Others were more toxic. Several e-mails from a female student claimed two attorney/professors had raped her.

“Even when you try to stop it like we have in this case with protective orders, they just disregard the protective order,” an exasperated Shurtleff says. “And it gets even more nasty and prolific when you try to use the law to stop it.”

On Oct. 25, 2007, Rogers says Salt Lake County District Attorney’s Office investigator Robbin Wilkins photographed Guyon logging on to Match.com in a computer lab at her college. Rogers says it appears that Guyon is under government surveillance 24/7.

“It makes you paranoid,” Guyon says angrily, almost in tears. “They know everything about you; you know nothing about them.”

The government’s interest in her life has had an impact. With only 30 hours left to finish her degree, she was indefinitely suspended by WSU-supervised Salt Lake Community College for, “violating state, local and federal laws,” according to a letter Guyon says she received from the college around the time of her arrest. She had to repay $900 in tuition fees to a financial aid agency for classes the expulsion meant she could not attend. She’s currently finishing her degree at Utah Valley State College.

Her apartment roommate moved out. Guyon moved in with her mother. On her MySpace.com page, Guyon describes moving back home her “biggest nightmare.” A phone call from an attorney general investigator to Allure Escorts also ended her employment there, Rogers says.

Somehow, in spite of state scrutiny, Guyon, or whoever was responsible, continued the e-mail campaign. Last year, new names entered the arena, with new allegations and in some cases different writing styles and tones. One e-mail was from a “Karl,” claiming he and Torgensen were “proud and gay” lovers. Rogers theorizes some or all of the e-mails could be an “exquisite corpse”—referring to the parlor game in which each participant adds a squiggle to a drawing or a line to a story.

On April 21, prosecution and defense will weigh in on whether or not the state can prove the e-mails came from Guyon. On the stalking charges, the state also must prove that the e-mails were threatening and caused the victims emotional distress. None of the e-mails, Guyon’s lawyers argue, are threatening. The state also has to show that the victims suffered emotional distress. Rogers and Peter Guyon subpoenaed the victims’ medical records only to be told by Assistant Attorney General Kristine Knowlton, Rogers says, “We concede we haven’t been damaged.” But, in an interview Shurtleff counters, “There is clearly emotional damage and that will be presented at trial.”

For Shurtleff, such “horrific allegations” as those made against his staff has had a devastating impact on the men and their families. “I cannot overstate the impact this has had on Kirk.”

Whether stalking is proved or not, the charges involving defamation and communication harassment, Rogers argues, are unconstitutional.

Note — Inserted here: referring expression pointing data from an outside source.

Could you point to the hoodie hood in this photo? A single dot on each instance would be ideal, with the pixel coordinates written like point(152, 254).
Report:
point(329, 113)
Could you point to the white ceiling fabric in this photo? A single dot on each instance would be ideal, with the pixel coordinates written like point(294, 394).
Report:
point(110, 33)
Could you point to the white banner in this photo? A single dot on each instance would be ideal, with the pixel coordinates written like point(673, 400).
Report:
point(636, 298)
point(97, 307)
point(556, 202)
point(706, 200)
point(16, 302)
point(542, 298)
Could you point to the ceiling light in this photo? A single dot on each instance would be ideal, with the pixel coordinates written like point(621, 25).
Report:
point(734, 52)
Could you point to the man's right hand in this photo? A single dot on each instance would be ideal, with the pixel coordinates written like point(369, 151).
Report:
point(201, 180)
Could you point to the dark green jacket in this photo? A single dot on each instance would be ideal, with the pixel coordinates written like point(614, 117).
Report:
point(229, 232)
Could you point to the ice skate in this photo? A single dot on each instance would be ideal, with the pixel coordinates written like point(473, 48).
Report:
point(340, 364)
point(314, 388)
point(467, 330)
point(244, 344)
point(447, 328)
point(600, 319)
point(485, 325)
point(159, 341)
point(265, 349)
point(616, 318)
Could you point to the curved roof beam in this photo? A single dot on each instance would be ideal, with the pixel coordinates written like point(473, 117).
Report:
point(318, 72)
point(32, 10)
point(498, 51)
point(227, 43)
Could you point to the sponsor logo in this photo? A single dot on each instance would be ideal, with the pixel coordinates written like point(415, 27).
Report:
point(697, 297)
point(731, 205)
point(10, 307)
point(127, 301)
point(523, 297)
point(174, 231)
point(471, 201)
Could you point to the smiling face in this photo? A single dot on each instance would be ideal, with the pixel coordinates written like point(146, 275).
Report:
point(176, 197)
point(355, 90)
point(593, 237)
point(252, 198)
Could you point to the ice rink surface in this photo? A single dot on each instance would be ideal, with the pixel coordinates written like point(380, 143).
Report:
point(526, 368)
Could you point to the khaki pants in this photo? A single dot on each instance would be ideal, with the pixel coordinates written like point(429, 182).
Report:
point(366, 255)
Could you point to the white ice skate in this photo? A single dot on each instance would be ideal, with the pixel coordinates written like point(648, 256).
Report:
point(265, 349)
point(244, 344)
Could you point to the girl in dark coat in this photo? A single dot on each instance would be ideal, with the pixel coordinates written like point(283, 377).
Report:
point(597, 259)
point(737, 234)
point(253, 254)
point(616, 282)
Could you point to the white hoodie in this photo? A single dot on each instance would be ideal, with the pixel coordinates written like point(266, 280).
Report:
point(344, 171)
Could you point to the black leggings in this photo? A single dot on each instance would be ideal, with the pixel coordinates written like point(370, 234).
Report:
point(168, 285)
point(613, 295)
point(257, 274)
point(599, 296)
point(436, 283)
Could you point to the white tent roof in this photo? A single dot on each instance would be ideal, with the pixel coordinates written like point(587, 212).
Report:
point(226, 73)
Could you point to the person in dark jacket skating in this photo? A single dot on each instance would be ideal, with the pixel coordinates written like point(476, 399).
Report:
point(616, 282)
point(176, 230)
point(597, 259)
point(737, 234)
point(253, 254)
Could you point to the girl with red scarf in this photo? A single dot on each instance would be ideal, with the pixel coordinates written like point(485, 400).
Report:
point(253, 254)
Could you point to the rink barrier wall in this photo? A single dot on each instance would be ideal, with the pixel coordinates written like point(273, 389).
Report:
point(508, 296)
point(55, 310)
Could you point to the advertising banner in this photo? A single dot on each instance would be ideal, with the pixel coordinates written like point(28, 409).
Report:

Even if Guyon did write the e-mails, she says, “They are First Amendment-protected speech. We are allowed to gossip.”

Last week, the district attorney asked the judge to impose a gag order on Guyon, her lawyers and witnesses. The motion aimed at stopping Guyon and her team from raising any free speech or constitutional arguments with the jury or the media before or during the trial. The prosecution argues discussing the case with the media will contaminate the jury pool. Shurtleff spoke to City Weekly several weeks before this motion. As of press time, the gag order had not been issued.